Learning Reward Machines from Partially Observed Policies
Mohamad Louai Shehab, Antoine Aspeel, Necmiye Ozay
TL;DR
The paper presents a SAT-based framework to learn Reward Machines (RMs) from partially observed policies in labeled MDPs, addressing the challenge of unobserved rewards and RM states. By introducing a prefix tree policy to capture observable behavior and encoding RM structure, determinism, and negative examples into a SAT instance, it yields a minimal RM policy-equivalent to the true one when the depth is sufficiently large. The method extends to learning from demonstrations via robust MAX-SAT to mitigate mislabeled negatives and demonstrates effectiveness across grid worlds, a continuous robotic arm, and real mouse navigation data. The approach offers a principled, model-free path to recovering structured, temporally extended task representations with theoretical guarantees and practical performance benefits.
Abstract
Inverse reinforcement learning is the problem of inferring a reward function from an optimal policy or demonstrations by an expert. In this work, it is assumed that the reward is expressed as a reward machine whose transitions depend on atomic propositions associated with the state of a Markov Decision Process (MDP). Our goal is to identify the true reward machine using finite information. To this end, we first introduce the notion of a prefix tree policy which associates a distribution of actions to each state of the MDP and each attainable finite sequence of atomic propositions. Then, we characterize an equivalence class of reward machines that can be identified given the prefix tree policy.
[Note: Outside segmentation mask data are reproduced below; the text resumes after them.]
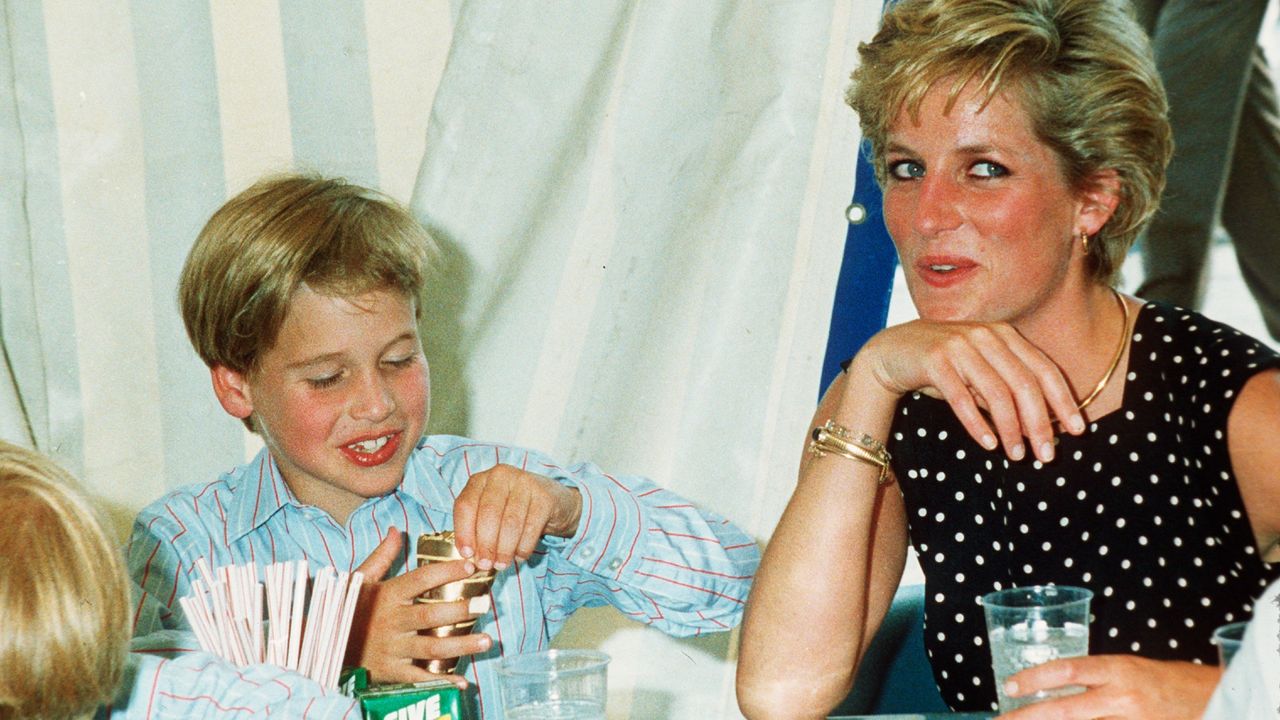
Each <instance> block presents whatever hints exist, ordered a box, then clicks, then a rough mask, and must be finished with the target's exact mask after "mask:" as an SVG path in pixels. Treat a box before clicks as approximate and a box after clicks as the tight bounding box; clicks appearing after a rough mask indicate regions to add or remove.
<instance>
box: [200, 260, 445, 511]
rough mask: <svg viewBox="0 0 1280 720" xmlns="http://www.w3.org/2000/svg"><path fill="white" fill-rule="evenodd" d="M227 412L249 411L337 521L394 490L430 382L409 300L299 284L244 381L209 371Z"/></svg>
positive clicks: (387, 294) (221, 372)
mask: <svg viewBox="0 0 1280 720" xmlns="http://www.w3.org/2000/svg"><path fill="white" fill-rule="evenodd" d="M214 388H215V392H218V397H219V400H220V401H221V402H223V407H225V409H227V410H228V413H230V414H232V415H236V416H238V418H244V416H247V415H248V414H252V415H253V418H255V420H256V428H257V429H259V432H260V433H261V434H262V439H264V442H265V443H266V446H268V448H269V450H270V451H271V456H273V457H274V459H275V462H276V465H279V468H280V471H282V473H283V474H284V479H285V482H288V484H289V488H291V489H292V491H293V493H294V495H296V496H297V497H298V500H301V501H302V502H305V503H307V505H314V506H316V507H320V509H321V510H325V511H326V512H329V514H330V515H333V516H334V519H337V520H338V521H339V523H343V521H346V519H347V516H348V515H349V514H351V512H352V511H353V510H355V509H356V507H358V506H360V503H361V502H364V500H365V498H369V497H378V496H383V495H387V493H388V492H390V491H393V489H394V488H396V487H397V486H399V483H401V480H402V478H403V477H404V464H406V461H407V460H408V455H410V452H412V450H413V446H415V445H416V443H417V439H419V437H421V436H422V432H424V429H425V427H426V416H428V411H429V398H430V383H429V379H428V366H426V357H425V356H424V355H422V343H421V341H420V340H419V336H417V323H416V319H415V316H413V302H412V301H411V300H408V299H407V297H404V296H402V295H401V293H398V292H393V291H375V292H370V293H366V295H361V296H356V297H349V299H344V297H334V296H328V295H320V293H317V292H315V291H312V290H311V288H308V287H306V286H302V287H300V288H298V290H297V291H296V292H294V295H293V297H292V300H291V302H289V311H288V315H285V319H284V324H283V325H282V327H280V334H279V337H278V338H276V341H275V345H274V346H273V347H271V348H270V350H269V351H266V352H265V354H264V355H262V357H261V364H260V366H259V369H257V370H255V372H252V373H251V374H248V375H247V377H244V375H241V374H239V373H236V372H233V370H228V369H227V368H221V366H219V368H214Z"/></svg>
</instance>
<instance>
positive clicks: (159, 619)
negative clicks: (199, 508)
mask: <svg viewBox="0 0 1280 720" xmlns="http://www.w3.org/2000/svg"><path fill="white" fill-rule="evenodd" d="M172 505H173V503H169V502H157V503H155V505H152V506H151V507H147V509H146V510H143V511H142V512H141V514H140V515H138V518H137V519H136V520H134V521H133V530H132V533H131V536H129V542H128V544H127V546H125V552H124V560H125V565H127V566H128V570H129V578H131V579H132V580H133V583H134V588H133V591H134V597H133V602H134V605H133V635H134V637H141V635H147V634H151V633H154V632H156V630H164V629H184V628H187V621H186V618H184V616H183V614H182V607H180V605H179V603H178V598H179V597H183V596H187V594H191V587H189V582H188V579H187V571H188V569H187V568H186V566H184V561H183V557H182V550H180V548H182V547H183V543H182V542H180V541H179V538H182V536H183V534H186V533H187V527H186V523H184V521H183V520H182V518H180V510H182V505H180V503H177V505H178V510H174V507H173V506H172Z"/></svg>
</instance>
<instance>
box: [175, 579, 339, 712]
mask: <svg viewBox="0 0 1280 720" xmlns="http://www.w3.org/2000/svg"><path fill="white" fill-rule="evenodd" d="M196 570H197V571H198V574H200V579H197V580H195V582H193V583H192V584H191V589H192V594H189V596H187V597H183V598H179V602H180V603H182V610H183V612H186V614H187V620H188V621H189V623H191V628H192V629H193V630H195V633H196V639H198V641H200V646H201V647H202V648H204V650H205V651H206V652H211V653H214V655H219V656H221V657H224V659H225V660H228V661H230V662H233V664H236V665H238V666H244V665H253V664H259V662H270V664H273V665H279V666H282V667H288V669H289V670H297V671H298V673H301V674H303V675H306V676H308V678H311V679H312V680H315V682H317V683H320V684H321V685H323V687H325V688H337V687H338V671H339V670H340V669H342V657H343V653H344V652H346V650H347V637H348V635H349V634H351V623H352V619H353V618H355V612H356V601H357V600H358V598H360V585H361V584H362V583H364V580H365V577H364V575H362V574H360V573H335V571H334V569H333V568H323V569H320V571H319V573H316V577H315V580H314V582H312V583H311V601H310V603H307V600H306V596H307V564H306V561H303V560H298V561H289V562H276V564H274V565H268V566H266V568H265V569H264V571H262V578H264V579H265V584H264V583H262V582H259V579H257V571H256V570H257V569H256V566H255V565H253V564H246V565H227V566H223V568H219V569H218V570H216V571H214V570H211V569H210V568H209V564H207V562H205V560H204V559H202V557H201V559H198V560H196ZM264 589H265V596H266V597H265V603H266V620H268V623H266V634H265V637H264V629H262V620H264V618H262V605H264Z"/></svg>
Finally, we propose a SAT-based algorithm that uses information extracted from the prefix tree policy to solve for a reward machine. It is proved that if the prefix tree policy is known up to a sufficient (but finite) depth, our algorithm recovers the exact reward machine up to the equivalence class. This sufficient depth is derived as a function of the number of MDP states and (an upper bound on) the number of states of the reward machine. These results are further extended to the case where we only have access to demonstrations from an optimal policy. Several examples, including discrete grid and block worlds, a continuous state-space robotic arm, and real data from experiments with mice, are used to demonstrate the effectiveness and generality of the approach.